L’annonce faite à Marie’de Violaine ile Mara arasında şu diyalog geçer:
Violaine (kör): ˗ Duyuyorum…
Mara: ˗ Ne duyuyorsun?
Violaine: ˗ Şeylerin benimle birlikte var olduğunu.
Heidegger’in ‘Ben o varlığım ki dünya benimle vardır.’ cümlesiyle tastamam örtüşen bu sözler, benim Sapanca’ya bakışımın öte’den beri belirleyicisi, bir anlamda açıklayıcısı olmuştur.

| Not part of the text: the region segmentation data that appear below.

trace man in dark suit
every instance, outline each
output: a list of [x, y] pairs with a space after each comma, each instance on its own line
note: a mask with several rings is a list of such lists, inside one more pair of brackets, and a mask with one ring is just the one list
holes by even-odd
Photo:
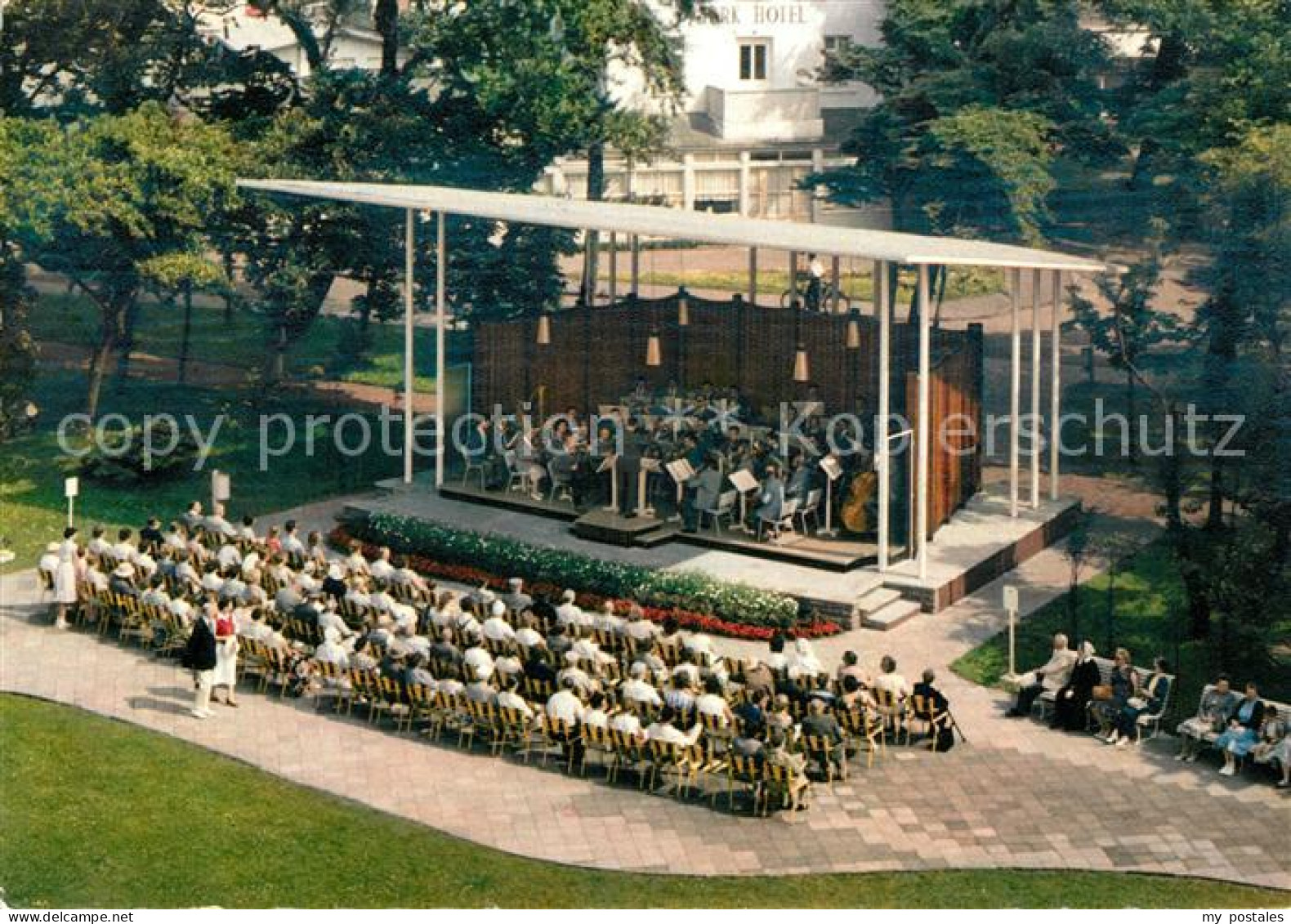
[[627, 418], [624, 431], [622, 452], [618, 456], [618, 510], [624, 516], [636, 516], [636, 494], [640, 487], [642, 456], [646, 453], [646, 436], [635, 417]]
[[185, 645], [182, 666], [192, 671], [194, 702], [190, 715], [194, 719], [209, 719], [210, 688], [216, 679], [216, 604], [208, 600], [201, 608], [201, 616], [192, 625], [192, 635]]
[[753, 511], [755, 520], [775, 523], [780, 519], [780, 511], [785, 506], [785, 483], [780, 480], [780, 466], [771, 463], [767, 466], [767, 477], [762, 483], [758, 508]]
[[825, 754], [834, 767], [843, 764], [843, 729], [838, 719], [825, 710], [825, 701], [812, 698], [807, 705], [807, 715], [802, 720], [804, 738], [812, 738], [826, 748]]
[[717, 459], [705, 458], [695, 477], [686, 483], [686, 494], [682, 499], [684, 532], [693, 533], [698, 529], [700, 511], [717, 507], [723, 480], [722, 472], [718, 471]]
[[923, 678], [911, 690], [911, 701], [923, 710], [917, 718], [928, 721], [928, 736], [936, 738], [936, 750], [949, 751], [955, 742], [950, 721], [950, 701], [932, 685], [936, 679], [937, 675], [931, 667], [924, 670]]

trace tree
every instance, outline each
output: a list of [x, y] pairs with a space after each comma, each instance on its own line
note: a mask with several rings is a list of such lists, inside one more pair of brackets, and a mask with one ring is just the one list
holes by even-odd
[[[67, 129], [31, 130], [15, 172], [15, 236], [96, 306], [85, 413], [98, 412], [112, 354], [160, 267], [205, 272], [204, 230], [234, 197], [239, 156], [227, 133], [145, 103]], [[187, 265], [187, 271], [179, 270]]]
[[[1162, 252], [1166, 228], [1155, 222], [1148, 240], [1146, 256], [1131, 265], [1124, 272], [1106, 272], [1095, 281], [1103, 303], [1110, 311], [1103, 310], [1093, 301], [1078, 293], [1072, 296], [1073, 321], [1090, 337], [1090, 343], [1108, 356], [1108, 360], [1126, 376], [1127, 417], [1131, 425], [1137, 425], [1139, 408], [1135, 385], [1135, 368], [1145, 361], [1155, 361], [1159, 348], [1172, 346], [1185, 339], [1179, 324], [1179, 316], [1158, 308], [1153, 298], [1161, 285], [1164, 270]], [[1163, 357], [1159, 357], [1164, 361]], [[1130, 441], [1130, 461], [1136, 458], [1136, 441]]]
[[1084, 573], [1090, 555], [1093, 551], [1090, 533], [1092, 520], [1092, 508], [1078, 508], [1072, 515], [1072, 528], [1062, 541], [1062, 557], [1066, 560], [1068, 572], [1066, 619], [1070, 628], [1069, 635], [1073, 641], [1081, 638], [1081, 601], [1078, 595], [1081, 591], [1081, 576]]
[[[847, 143], [856, 164], [806, 181], [837, 200], [887, 201], [900, 231], [1034, 244], [1055, 157], [1115, 151], [1096, 83], [1106, 52], [1075, 4], [893, 0], [880, 32], [880, 45], [831, 52], [820, 71], [882, 97]], [[940, 302], [944, 275], [931, 281]]]
[[[1281, 572], [1291, 552], [1291, 124], [1256, 128], [1233, 147], [1201, 156], [1212, 216], [1212, 259], [1194, 279], [1210, 297], [1197, 315], [1206, 346], [1203, 391], [1207, 409], [1245, 410], [1252, 427], [1243, 459], [1256, 475], [1247, 487], [1225, 490], [1219, 457], [1210, 483], [1207, 525], [1220, 525], [1225, 496], [1251, 510], [1277, 536]], [[1215, 439], [1219, 439], [1216, 435]]]
[[[12, 177], [26, 147], [27, 126], [0, 119], [0, 177]], [[36, 343], [27, 329], [31, 289], [17, 241], [13, 240], [13, 183], [0, 183], [0, 439], [26, 414], [36, 368]]]
[[[1287, 0], [1099, 0], [1115, 25], [1146, 28], [1155, 53], [1113, 101], [1133, 139], [1132, 185], [1176, 205], [1205, 196], [1205, 151], [1291, 112]], [[1202, 213], [1197, 213], [1201, 216]]]
[[294, 93], [294, 80], [267, 53], [205, 41], [199, 14], [222, 9], [221, 0], [9, 0], [0, 112], [67, 120], [158, 102], [263, 116]]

Hakiki bir bireyleşme duygusu yaşadığımı söylemeliyim Sapanca’da; -belki her şeyin benimle var olduğu hülyası. Hülyâ diyorum, çünkü düş ile gerçeğin neredeyse ayırt edilemeyecek derecede birbirinin içine girdiği bir mekân Sapanca.
Hilmi Yavuz’un mısralarını biraz değiştirerek söylersem:
‘Zaman balkıyor Sapanca’ya
bilinen budur
ve şiirdir adı…’
6- Uzunkum?Her zaman bir şiir ismi gibi gelmiştir bana ‘Uzunkum’. Varlığımızın sahilinde, üzerinde gölgelerin dolaştığı ve güneşlendiği altın kumlar.
7- Gölbaşı? İçinde ‘göl’ geçen her kelime beni heyecanlandırır. Gölbaşı da onlardan biri. Göle ayaklarımı ilk defa soktuğum yer. Ve elbette sazlıklar. O kamışlıktan koparmışlar işte beni de. Akşamları ben de orada, Gölbaşı’nda bir kamış olsam keşke. Hâşim’in ‘Göl Kuşları’nı seyretsem. Günbatımına karşı hüznün kitabını yazsam…
8- Arifiye? Arifiye, bir ara-mekân benim için. Durulan değil ama geçilen yer çoğu zaman. Akrabamın bir kısmı orda.
9- Arifiye Tren İstasyonu? Arifiye’den trene binip hem Doğu’ya hem de Batı’ya açıldığımız günler. Arifiye benim için büyük ölçüde tren istasyonudur. İstasyonun içindeki evler, insanlar, mekânlar sanki başka bir dünyayı işaret eder bana. Trenlerin o büyülü dünyası… Kimler yaşar oralarda, neler yaparlar, neler düşünürler? Arifiye Tren İstasyonu olmasaydı içimden hiçbir tren geçmeyecekti.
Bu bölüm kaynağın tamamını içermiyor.